Another aspect to consider is that, among included trials in which WOMAC and/or LAI indexes were assessed, significant improvements in these algofunctional scales were reported after intervention in patients treated with BT or spa therapy underscoring the importance of these balneological interventions in directly influencing also the patient’s health and functional status.

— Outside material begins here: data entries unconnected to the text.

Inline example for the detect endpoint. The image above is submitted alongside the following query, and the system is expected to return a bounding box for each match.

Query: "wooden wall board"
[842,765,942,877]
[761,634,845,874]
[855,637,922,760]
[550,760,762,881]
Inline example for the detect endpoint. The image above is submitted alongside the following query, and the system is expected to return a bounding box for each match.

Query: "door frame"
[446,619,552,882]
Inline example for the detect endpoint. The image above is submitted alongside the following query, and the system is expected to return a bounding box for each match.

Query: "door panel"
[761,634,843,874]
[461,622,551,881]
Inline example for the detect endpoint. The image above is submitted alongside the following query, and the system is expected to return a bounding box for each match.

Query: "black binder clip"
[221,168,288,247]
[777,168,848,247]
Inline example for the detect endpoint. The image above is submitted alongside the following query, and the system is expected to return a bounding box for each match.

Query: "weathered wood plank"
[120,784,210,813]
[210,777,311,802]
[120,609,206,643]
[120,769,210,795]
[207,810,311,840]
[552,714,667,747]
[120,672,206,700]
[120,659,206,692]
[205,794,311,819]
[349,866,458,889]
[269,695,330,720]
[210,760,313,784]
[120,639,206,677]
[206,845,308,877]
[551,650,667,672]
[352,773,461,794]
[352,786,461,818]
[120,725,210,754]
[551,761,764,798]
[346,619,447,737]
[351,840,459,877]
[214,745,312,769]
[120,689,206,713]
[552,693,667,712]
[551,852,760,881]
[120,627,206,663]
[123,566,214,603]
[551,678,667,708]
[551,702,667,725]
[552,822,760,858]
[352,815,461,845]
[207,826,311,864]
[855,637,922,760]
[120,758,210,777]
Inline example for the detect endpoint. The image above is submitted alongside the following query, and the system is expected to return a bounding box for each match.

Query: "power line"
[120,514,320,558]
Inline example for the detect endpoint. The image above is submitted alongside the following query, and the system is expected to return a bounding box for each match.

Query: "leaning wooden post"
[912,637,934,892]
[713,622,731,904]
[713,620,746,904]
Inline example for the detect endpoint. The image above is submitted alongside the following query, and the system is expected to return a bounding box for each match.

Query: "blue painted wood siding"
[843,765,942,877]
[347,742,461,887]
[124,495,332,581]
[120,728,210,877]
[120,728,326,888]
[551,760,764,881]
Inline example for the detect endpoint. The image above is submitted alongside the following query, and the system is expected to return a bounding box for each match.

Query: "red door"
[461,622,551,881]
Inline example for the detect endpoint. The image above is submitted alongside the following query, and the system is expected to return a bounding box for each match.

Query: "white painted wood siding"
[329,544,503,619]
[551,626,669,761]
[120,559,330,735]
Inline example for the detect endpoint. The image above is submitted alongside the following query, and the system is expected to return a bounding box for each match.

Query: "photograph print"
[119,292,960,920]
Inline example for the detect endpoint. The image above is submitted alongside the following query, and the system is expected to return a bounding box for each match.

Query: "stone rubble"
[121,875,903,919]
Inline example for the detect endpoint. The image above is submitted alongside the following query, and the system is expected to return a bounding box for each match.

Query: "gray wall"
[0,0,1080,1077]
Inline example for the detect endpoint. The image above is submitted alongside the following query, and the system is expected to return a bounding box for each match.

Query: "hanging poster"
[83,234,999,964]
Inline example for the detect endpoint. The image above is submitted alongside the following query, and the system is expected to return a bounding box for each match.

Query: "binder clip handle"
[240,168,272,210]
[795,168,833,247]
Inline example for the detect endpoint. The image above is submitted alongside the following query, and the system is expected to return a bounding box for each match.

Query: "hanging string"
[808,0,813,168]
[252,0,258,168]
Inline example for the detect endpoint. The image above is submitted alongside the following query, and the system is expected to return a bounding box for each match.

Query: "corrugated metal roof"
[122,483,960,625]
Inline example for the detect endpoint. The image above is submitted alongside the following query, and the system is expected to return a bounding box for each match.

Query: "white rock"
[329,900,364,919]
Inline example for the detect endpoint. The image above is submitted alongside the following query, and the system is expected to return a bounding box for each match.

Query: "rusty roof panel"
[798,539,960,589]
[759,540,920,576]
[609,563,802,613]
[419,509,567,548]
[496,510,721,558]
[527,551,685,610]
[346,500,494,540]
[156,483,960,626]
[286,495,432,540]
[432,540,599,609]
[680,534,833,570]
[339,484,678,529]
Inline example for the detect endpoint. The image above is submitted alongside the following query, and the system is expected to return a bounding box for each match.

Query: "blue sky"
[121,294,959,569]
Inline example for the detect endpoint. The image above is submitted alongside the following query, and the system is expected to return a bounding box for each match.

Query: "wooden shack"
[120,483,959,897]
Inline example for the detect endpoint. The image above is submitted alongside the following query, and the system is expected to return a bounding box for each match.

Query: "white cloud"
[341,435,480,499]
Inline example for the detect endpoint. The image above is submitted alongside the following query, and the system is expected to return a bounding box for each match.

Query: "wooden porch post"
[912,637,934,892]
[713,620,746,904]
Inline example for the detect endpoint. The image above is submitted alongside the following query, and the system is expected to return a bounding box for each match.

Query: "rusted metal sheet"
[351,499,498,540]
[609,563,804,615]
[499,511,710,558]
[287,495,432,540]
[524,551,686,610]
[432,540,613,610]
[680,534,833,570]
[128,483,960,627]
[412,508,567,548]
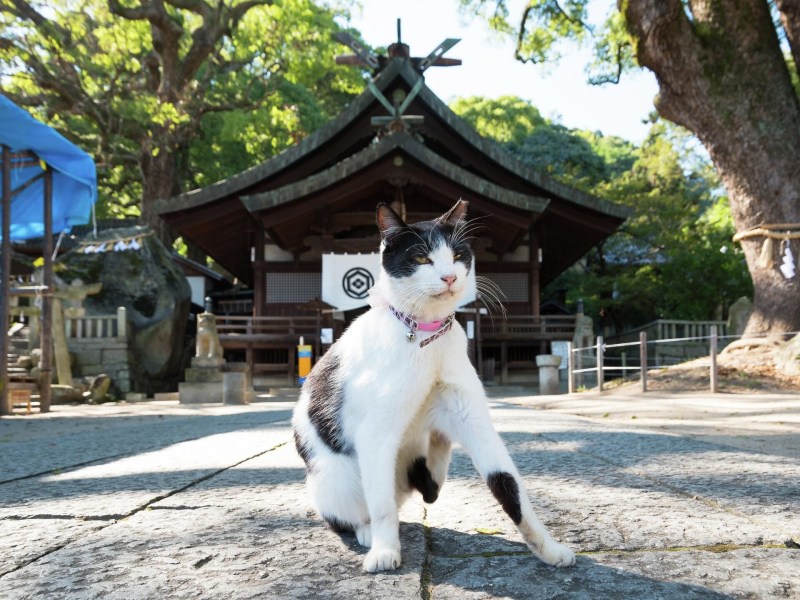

Results of quantitative analysis favored balneological interventions in adjunct to standard treatment compared to standard treatment alone when evaluating effects on a long-term overall QoL of patients with knee OA. Findings also show that real balneological interventions (hot mineral baths or mud/peloid packs) were significantly better than sham balneological interventions (tap water immersion or hot packs) in improving pain as a QoL item. This difference was probably due to specific (hydromineral and crenotherapeutic) mechanisms of action of thermal mineral waters and therapeutic muds/peloids with their chemo-physical properties, which can modulate endocrinological changes responsible for inflammation and pain reduction [25]. On the other hand, social function did not appear to be influenced by the treatment per se, maybe because, regardless of the type of intervention (real or sham), patients were asked for a short period to regularly go to a spa center, where they could relax, socialize with other people and where they were carefully assessed by dedicated physicians. Both real and sham balneological interventions may enhance self-perception of well-being and social function, possibly thanks to common placebo effects, which are mainly the rituality itself of an intervention, the treatment context and the patient–clinician relationship [49, 50]. Moreover, detailed medical interviews are reported to be beneficial for patients even in terms of psychosocial QoL, compliance, and satisfaction [51], and consist, in fact, of a true intervention in terms of rituality.

Limitations

Included studies were heterogeneous in terms of demographic and clinical characteristics of patients (age, sex, disease severity and duration, obesity and other comorbidities), comparison group type, association of balneological interventions with non-balneological treatments (exercises, massage, physical therapy, etc.), and scales used to measure the participants’ QoL, as shown in Table 1. To pool data from different trials, it was, therefore, necessary to use approximations which were considered acceptable because of scarce data about the topic and because of the nature of analyzed outcomes. Trials were conducted in different countries and, even though questionnaires were translated in the participants’ native language, social and cultural differences may have played a role in determining the patients’ perceived and reported QoL. Moreover, the the overall risk of bias of included studies tended to be high. Although potential publication bias has to be considered, it is to acknowledge that scarce evidence exists about the topic and most studies involved a limited number of participants. Funnel plot test has been performed only for the first meta-analysis with a small number of included studies. Furthermore, funnel plots have to be interpreted with caution, because even if they are widely used, it is not completely clear whether they are accurate tools to predict publication bias [52].

Conclusions

In conclusion, even though limitations of included studies must be taken into account, evidence shows that BT and spa therapy can significantly improve QoL of patients with knee OA. Moreover, BT and spa therapy may have a role in the reduction of drug consumption and improvement of algofunctional indexes among patients with knee OA. More trials with a higher number of patients and different types of balneological interventions are needed to better determine their effects on QoL. Furthermore, it is relevant to evaluate to what extent different chemical and physical properties of waters and muds/peloids may influence results. Further investigation is needed to better understand which QoL items are more likely to ameliorate in response to balneological treatments.